Sunday, June 7, 2009

Homenaje a los periodistas

Bad news for some

Jun 4th 2009 | BUENOS AIRES
From The Economist print edition

The president and her husband offer carrots and sticks to the news media


Illustration by Claudio Muñoz

WHEN Cristina Fernández de Kirchner, Argentina’s president, said on May 27th that she will cancel the tax debts of five private media companies, she couched her generosity in an argument about the importance of a free press. It was lofty talk from someone who often snaps back at criticism from the news media. Ms Fernández went her entire presidential campaign and most of her first year in office without giving a press conference. Her husband, Néstor Kirchner, who governs with her, gave none in his four years in the top job. Rather than warming to the Fourth Estate, though, the Kirchners are becoming more adept at media manipulation. The five firms in question have agreed to repay the debts by giving space for official advertising that paints the Kirchners in a positive light. Such propagandising is not new to Argentina but its growth under the Kirchners has been extraordinary.

The central government spent 395m pesos ($125m) on advertising in 2008, more than eight times its spending in 2003, when Mr Kirchner became president. The tax-debt swap wins the government propaganda on the cheap that will not show up in this year’s total. The first couple say these ads will not appear until after June 28th, when they face mid-term elections. However, the deal lets them spend more freely now, “knowing they have this on credit”, says Roberto Saba, a law professor.
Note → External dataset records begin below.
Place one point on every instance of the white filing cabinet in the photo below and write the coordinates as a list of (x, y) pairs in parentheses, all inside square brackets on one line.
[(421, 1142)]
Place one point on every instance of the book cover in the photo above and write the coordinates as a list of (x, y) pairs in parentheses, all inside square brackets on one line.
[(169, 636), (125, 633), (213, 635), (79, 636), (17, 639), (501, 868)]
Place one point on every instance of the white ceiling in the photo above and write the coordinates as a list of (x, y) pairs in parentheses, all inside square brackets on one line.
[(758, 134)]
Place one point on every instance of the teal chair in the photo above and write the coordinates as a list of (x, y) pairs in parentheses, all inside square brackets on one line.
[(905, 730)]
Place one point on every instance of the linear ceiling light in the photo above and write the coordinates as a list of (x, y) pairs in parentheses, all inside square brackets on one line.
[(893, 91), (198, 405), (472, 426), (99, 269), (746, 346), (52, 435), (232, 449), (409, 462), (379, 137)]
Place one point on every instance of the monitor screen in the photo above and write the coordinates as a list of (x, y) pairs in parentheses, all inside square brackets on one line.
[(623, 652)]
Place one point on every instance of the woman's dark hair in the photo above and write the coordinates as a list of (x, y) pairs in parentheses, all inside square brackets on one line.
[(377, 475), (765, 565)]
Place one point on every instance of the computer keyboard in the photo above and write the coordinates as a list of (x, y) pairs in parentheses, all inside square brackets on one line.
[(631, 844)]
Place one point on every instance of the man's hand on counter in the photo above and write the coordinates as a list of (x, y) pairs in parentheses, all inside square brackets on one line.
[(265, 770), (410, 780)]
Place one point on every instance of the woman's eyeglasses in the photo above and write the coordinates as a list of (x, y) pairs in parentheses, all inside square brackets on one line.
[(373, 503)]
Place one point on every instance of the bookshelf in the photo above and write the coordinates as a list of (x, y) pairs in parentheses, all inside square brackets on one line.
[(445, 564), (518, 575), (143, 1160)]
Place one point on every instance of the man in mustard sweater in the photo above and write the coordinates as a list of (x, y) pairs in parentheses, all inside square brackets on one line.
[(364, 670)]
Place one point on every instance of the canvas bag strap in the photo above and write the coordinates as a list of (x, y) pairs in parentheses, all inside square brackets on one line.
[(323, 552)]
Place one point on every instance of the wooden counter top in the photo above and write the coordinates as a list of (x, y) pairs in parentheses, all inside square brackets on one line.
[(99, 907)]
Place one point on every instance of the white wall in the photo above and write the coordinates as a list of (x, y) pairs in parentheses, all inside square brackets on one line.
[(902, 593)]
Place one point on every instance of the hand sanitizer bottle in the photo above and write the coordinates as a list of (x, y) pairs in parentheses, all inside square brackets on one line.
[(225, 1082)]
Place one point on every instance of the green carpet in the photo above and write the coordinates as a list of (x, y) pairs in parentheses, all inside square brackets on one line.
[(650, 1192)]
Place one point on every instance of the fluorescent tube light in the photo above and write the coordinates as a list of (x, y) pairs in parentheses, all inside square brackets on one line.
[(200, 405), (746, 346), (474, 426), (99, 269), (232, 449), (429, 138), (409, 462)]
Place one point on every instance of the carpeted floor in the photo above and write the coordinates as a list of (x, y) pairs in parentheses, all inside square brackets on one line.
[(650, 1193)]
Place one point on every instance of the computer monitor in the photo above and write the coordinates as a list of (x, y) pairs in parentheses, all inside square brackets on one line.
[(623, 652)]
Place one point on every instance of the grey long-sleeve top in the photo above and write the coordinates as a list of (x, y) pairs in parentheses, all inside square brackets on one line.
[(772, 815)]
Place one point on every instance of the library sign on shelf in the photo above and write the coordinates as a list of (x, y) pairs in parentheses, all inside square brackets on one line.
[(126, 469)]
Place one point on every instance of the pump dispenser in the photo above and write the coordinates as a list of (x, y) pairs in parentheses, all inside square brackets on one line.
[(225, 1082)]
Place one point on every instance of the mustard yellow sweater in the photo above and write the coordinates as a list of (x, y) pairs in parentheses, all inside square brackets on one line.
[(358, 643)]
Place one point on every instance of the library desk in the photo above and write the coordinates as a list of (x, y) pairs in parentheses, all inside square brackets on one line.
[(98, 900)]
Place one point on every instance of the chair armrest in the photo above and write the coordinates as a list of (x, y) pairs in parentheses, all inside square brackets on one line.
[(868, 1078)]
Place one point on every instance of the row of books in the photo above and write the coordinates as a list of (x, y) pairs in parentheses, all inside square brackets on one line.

Much of the expanding propaganda budget is used to keep small news outlets beholden to the government. Big media firms that have many private advertisers can get by without this revenue source but small ones cannot do without public-sector ads, says Maria O’Donnell, a journalist who dug up 3m pesos in advertising payments to a provincial press firm owned by a former chauffeur to Mr Kirchner.

The courts, at least, want change. In a first for Latin America, Argentina’s Supreme Court ruled in 2007 that the southern province of Neuquén had violated a local paper’s right to freedom of speech by withdrawing advertising after it had linked the governor to a bribery scandal. A larger newspaper, Perfil, hopes this ruling will help it in an ongoing case.

But the federal government’s behaviour has not shifted. A media law it is proposing contains no curbs on the politicisation of official advertising budgets. But it does restrict how many broadcasting licences a company can own. This pleases some leftists that the Kirchners want to keep sweet but it causes problems for the bulky Clarín media group, which has recently been in all-out war with the Kirchners, whom it once supported.

Opposition legislators are suspicious of an agency, with vaguely defined powers, that the Kirchners would create to implement the proposed law. Such suspicions are understandable. In April Argentina’s competition commission blocked the voting rights of two Telecom Italia directors who sit on the six-member board of Telecom Argentina. Whatever its merits in competition law, the ruling benefited Werthein, a private group that owns a big stake in the company and has close ties to the government.

In some respects a change in the law is needed. Today’s legislation was written during Argentina’s bloody dictatorship, when 500 journalists fled abroad, 80 were jailed and at least 68 disappeared and were probably murdered. Some news media are indeed concentrated in too few hands. Ms Fernández may try to push the bill through Congress before the elections, when she is expected to lose her majority in the lower house. But time is not on her side.